A map that the Planck team released in May had omitted the region because the polarization signal there was too faint to accurately assess at that stage (see 'Milky Way map skirts question of gravitational waves'). Now, after two years of analysis that began well before the BICEP2 researchers made their announcement, the Planck team has released a long-awaited map showing the polarization owing to dust over the entire sky, including the region examined by BICEP2.
The map, described in a paper posted on the arXiv preprint server today1, shows that dust polarization is significantly higher in the region around the South Pole than was estimated by the BICEP2 team — and that its effect cannot be ignored in any place in the sky, says Planck scientist Charles Lawrence of NASA’s Jet Propulsion Laboratory (JPL) in Pasadena, California.
“The level of dust in the BICEP2 region is clearly significant, and also higher than pre-Planck estimates,” says Jamie Bock, a BICEP2 team member at JPL and the California Institute of Technology in Pasadena. The Planck map shows that “most of what BICEP2 saw was due to dust”, says David Spergel, a theoretical astrophysicist at Princeton University in New Jersey, who is not part of the Planck collaboration and has been a vocal critic of the BICEP2 team’s analysis.
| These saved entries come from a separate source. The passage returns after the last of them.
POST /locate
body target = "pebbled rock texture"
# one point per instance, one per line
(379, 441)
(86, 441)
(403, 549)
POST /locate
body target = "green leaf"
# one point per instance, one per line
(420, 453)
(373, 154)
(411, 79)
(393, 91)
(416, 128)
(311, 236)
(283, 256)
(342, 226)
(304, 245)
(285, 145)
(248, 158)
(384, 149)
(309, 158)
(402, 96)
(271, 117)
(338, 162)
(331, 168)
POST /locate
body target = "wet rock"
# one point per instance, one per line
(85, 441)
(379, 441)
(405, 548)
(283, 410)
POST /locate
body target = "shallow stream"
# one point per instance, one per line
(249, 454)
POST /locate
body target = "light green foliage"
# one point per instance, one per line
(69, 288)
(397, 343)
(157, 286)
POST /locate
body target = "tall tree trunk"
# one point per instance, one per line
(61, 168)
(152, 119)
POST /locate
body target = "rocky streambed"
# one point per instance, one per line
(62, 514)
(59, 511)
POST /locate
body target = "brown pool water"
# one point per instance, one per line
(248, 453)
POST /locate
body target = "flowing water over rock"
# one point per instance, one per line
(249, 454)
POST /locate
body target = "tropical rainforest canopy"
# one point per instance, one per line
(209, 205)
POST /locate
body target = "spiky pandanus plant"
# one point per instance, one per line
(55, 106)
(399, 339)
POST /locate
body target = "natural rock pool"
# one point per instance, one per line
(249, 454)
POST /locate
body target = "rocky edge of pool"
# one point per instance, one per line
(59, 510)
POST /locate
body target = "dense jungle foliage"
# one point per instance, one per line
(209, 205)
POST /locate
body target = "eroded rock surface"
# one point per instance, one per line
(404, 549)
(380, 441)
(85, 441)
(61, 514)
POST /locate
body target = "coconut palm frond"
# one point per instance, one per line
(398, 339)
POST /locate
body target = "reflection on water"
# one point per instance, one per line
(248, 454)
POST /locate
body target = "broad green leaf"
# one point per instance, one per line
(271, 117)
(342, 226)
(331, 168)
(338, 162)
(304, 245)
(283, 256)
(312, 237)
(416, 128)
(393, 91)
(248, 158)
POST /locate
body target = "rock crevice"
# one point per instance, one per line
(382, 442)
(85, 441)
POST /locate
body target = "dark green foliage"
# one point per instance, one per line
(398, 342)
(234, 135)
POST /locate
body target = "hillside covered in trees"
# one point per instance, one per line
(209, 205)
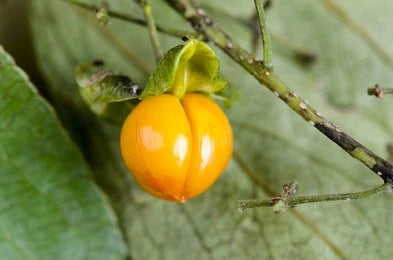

Spergel notes that some small residual signal from BICEP2, left over after subtracting for the polarization owing to dust, might still be a result of primordial gravitational waves. “But it’s going to be hard to tease that out,” says Spergel, even when data from both Planck and BICEP2 are combined in a joint analysis now being conducted by the two teams. That analysis is expected to be released in late November, says Lawrence.
“It’s most likely that any claim … that a residual signal is due to gravitational waves will be much less significant,” says Planck researcher François Bouchet of the Paris Institute of Astrophysics.
Still, Bock asserts that the upcoming analysis will clarify exactly how much of the signal measured by BICEP2, which remains the most precise measurement of the CMB polarization, is owing to dust. The paper posted on arXiv today extrapolates the polarization signal recorded by Planck at a radio frequency of 353 gigahertz (GHz) to the signal BICEP2 detected at 150 GHz. This, he says, “does not really give the answer to this question, because the analysis is not a one-to-one comparison to the signal reported by BICEP2”.
For instance, Bock notes, the analysis does not account for the ways in which the BICEP2 team filtered the data to measure polarization, an important detail that will be accounted for in the joint paper. The Planck and BICEP2 teams began collaborating only in July.
In the meantime, the latest Planck dust map stands as a gold standard for any experiment that is searching the CMB for signs of primordial gravitational waves, says Lawrence. The map shows that “you cannot ignore dust” in any place in the sky, and provides a prescription of how to subtract the confounding effect of dust contamination, he notes.
Bouchet calls the chart a “treasure map”, revealing which regions of the sky have the smallest amount of dust polarization and where future experiments might have the best chance of striking “gold” — a sign of gravitational waves from the early Universe. The south polar region examined by BICEP2 is not one of these low dust regions, the map shows, and CMB experiments now being designed would probably not focus on that region, Bouchet says.
Spergel says the Planck map seems to be precise enough that polarization data from the Planck spacecraft now has “the best shot” of finding gravitational waves from the early Universe, should they exist. The Planck team’s highly anticipated analysis of all their data, peeling away the confounding effect of foreground dust, is also expected to be unveiled in late November.